Puno, 20 Agosto, 2017

 

Decenas de venezolanas emigran para dar a luz

La crisis, según la Encuesta Nacional sobre condiciones de vida de Venezuela (2016), tiene al 82% de los hogares en la pobreza. El mismo estudio dice que hay 9,6 millones de venezolanos que comen dos o menos veces al día. 

“O me iba o nos moríamos ambos”, dice Dariana Elluz Amaya, de 25 años. Tiene nueve meses de embarazo y una barriga que apenas se asoma. En una carpeta, que alcanza cuando quiere dar una fecha con precisión, ha ido guardando la historia de su hijo a punto de nacer.

Muestra dos ecografías. La de una clínica de Zulia le anuncia que tendrá un niño y la de Cartagena dice que será una niña. “Es que allá ni los exámenes hacen bien”, apunta indignada. Dos días después nacería Ashely Samara en la Clínica maternidad Rafael Calvo.

Dariana Elluz es una de las 82 venezolanas que en los dos primeros meses de este año han buscado atención en ese centro médico de Cartagena. En el mismo periodo de 2016, la cifra rozaba los 40 casos.

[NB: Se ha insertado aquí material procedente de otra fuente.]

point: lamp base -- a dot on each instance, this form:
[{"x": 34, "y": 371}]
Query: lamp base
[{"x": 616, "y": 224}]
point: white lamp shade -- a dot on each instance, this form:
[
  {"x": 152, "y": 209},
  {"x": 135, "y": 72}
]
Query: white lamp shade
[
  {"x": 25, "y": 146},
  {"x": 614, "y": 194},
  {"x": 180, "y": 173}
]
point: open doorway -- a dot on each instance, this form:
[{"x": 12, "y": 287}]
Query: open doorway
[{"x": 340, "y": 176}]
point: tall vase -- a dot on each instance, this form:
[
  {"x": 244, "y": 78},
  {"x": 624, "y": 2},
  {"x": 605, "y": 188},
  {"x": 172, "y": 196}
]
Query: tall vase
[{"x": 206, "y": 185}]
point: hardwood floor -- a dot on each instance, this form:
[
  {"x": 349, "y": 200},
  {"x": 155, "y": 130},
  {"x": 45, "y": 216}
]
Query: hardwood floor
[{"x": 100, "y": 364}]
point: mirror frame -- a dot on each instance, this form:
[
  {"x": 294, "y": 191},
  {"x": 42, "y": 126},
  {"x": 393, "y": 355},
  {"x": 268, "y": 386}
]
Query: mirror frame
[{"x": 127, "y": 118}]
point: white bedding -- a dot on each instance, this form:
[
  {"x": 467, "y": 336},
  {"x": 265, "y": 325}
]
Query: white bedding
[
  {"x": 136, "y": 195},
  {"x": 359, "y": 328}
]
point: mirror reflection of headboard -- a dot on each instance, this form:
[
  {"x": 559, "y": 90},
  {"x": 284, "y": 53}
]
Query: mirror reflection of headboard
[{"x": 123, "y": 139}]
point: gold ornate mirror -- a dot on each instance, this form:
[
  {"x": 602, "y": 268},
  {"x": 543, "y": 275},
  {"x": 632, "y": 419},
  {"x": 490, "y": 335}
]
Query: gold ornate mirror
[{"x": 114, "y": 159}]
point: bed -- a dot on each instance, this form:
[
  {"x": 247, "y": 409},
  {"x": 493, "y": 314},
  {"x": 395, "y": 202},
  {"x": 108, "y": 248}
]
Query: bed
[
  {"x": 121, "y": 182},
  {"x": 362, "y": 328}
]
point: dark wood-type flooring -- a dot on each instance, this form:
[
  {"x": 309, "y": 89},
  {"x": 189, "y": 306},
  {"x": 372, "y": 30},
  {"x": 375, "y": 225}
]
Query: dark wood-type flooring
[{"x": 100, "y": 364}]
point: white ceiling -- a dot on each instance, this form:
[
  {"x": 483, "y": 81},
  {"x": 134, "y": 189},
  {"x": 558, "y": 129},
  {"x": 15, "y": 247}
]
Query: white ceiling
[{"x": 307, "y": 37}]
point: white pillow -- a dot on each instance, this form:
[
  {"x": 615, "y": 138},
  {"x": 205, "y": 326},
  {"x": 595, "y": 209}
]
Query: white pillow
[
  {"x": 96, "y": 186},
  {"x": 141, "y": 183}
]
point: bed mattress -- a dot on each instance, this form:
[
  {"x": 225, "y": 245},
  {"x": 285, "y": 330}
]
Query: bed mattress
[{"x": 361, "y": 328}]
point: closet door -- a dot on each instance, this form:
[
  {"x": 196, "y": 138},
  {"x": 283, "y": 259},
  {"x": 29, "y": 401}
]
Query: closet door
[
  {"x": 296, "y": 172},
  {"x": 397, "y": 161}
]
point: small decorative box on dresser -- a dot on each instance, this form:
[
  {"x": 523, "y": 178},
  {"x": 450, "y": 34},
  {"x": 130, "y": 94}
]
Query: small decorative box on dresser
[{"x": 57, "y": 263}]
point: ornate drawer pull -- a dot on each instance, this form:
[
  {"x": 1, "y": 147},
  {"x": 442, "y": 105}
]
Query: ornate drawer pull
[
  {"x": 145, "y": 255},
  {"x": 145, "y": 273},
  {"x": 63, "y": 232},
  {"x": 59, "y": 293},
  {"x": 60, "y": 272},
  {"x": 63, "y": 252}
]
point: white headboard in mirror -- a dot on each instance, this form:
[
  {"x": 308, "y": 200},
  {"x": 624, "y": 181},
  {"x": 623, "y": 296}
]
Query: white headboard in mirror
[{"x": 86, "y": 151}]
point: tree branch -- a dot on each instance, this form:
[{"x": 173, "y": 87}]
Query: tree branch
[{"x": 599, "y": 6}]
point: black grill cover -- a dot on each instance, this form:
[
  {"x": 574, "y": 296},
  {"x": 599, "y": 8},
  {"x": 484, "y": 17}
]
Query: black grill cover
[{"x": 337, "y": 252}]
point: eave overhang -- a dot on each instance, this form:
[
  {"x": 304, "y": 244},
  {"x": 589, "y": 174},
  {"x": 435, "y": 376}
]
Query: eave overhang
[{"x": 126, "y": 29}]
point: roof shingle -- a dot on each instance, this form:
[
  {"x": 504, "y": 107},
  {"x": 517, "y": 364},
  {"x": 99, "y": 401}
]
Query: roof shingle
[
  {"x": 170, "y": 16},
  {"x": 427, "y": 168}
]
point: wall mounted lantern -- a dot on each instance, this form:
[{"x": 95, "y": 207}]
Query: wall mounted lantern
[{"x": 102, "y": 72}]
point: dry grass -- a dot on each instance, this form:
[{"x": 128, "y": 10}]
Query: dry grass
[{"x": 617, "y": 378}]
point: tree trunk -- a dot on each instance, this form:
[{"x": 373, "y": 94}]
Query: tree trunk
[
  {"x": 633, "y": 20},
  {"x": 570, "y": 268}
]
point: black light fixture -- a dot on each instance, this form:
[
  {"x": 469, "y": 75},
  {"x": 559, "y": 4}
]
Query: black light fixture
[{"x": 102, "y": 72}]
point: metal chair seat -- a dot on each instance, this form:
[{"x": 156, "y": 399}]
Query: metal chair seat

La mayoría –cuenta Jorge Quintero, médico y gerente del hospital– llega sin historia clínica, sin controles. “Por lo general ingresan por urgencias cuando ya tienen los dolores de parto o se sienten muy mal”, explica.

El camino para recibir atención, sin embargo, no es tan fácil. Él mismo lo reconoce. “El Estado colombiano está de espaldas a lo que está pasando con la salud en las regiones de frontera a raíz de la llegada de venezolanos. Se necesitan más recursos y una política que garantice su atención”.